Sweetie with favorite and only DIL.
We had another recovery day. From the time she got up, until when she went to sleep at night. A constant movement.
Tuesday
I didn't help much, because I cut her hair again. I mean wacked it off. It took two attempts to get it done, and I'm not real happy with the way it got done, but it is done. I know that she won't need another hair cut for the rest of the year. I may trim it up now and then, but for the most part, it is all off.
I paid my price for the haircut. After it was all done, she became restless, and won't sit next to me, or on the couch. Like the big dummy that I am, it took late in the evening to realize that it was her haircut that upset her.
She did finally did sit with me and it wasn't a friendly sit. She was stone faced, and didn't want me to touch her. Even when I tried to get her to come to bed, she refused. Got to the point that I thought we would be up all night. When she got up and went back to bed. It was then, lying in bed, that the thought came to me about her haircut. I worried that she would be up all night and then I heard that wonderful sound, the sound of sleep breathing. I could relax and sleep came to me.
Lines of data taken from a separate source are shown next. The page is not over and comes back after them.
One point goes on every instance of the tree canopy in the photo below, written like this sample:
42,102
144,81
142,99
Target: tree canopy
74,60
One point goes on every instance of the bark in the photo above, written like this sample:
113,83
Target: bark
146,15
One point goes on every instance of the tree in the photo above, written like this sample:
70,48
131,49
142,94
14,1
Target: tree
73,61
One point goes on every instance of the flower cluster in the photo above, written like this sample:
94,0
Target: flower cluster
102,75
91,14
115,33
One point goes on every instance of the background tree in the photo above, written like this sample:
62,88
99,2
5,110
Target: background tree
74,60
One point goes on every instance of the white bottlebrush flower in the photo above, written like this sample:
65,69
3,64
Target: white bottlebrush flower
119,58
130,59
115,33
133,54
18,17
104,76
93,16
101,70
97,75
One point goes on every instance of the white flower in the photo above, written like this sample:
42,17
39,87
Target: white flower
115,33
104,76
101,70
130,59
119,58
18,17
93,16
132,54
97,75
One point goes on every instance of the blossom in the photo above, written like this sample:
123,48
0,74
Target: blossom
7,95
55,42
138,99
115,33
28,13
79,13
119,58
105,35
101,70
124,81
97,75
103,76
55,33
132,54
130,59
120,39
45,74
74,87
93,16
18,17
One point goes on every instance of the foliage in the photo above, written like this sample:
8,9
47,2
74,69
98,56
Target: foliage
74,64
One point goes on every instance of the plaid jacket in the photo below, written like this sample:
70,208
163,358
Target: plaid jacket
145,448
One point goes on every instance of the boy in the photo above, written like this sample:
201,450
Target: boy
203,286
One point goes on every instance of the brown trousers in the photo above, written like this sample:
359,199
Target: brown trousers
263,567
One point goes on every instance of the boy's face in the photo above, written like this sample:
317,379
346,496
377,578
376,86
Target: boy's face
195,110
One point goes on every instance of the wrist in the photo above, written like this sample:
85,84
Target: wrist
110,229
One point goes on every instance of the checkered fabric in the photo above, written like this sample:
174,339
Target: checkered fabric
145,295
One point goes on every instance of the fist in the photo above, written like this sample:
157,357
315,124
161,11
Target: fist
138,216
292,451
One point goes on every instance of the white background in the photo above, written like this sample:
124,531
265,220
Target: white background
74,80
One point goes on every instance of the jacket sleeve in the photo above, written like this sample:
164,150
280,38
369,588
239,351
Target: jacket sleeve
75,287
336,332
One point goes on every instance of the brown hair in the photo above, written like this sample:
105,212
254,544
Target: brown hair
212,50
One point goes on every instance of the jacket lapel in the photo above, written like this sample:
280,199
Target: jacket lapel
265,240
I have an appointment at the VA this morning. My biggest concern is her state of mind. That she be willing to accompany me. She doesn't have a choice in this matter, because she cannot be left alone anymore.
Driver knows my concerns, and He is a specialist in that arena. I've talked with Him and I can trust that whatever happens today, He is behind the wheel, and know that right turns to make. I know, that whatever happens today, He is there. Driving us down the Road to Dementia Town, even during those times when we are struggling to Keep our Shiny Side Up. C'ya, Luv ya, and God Bless.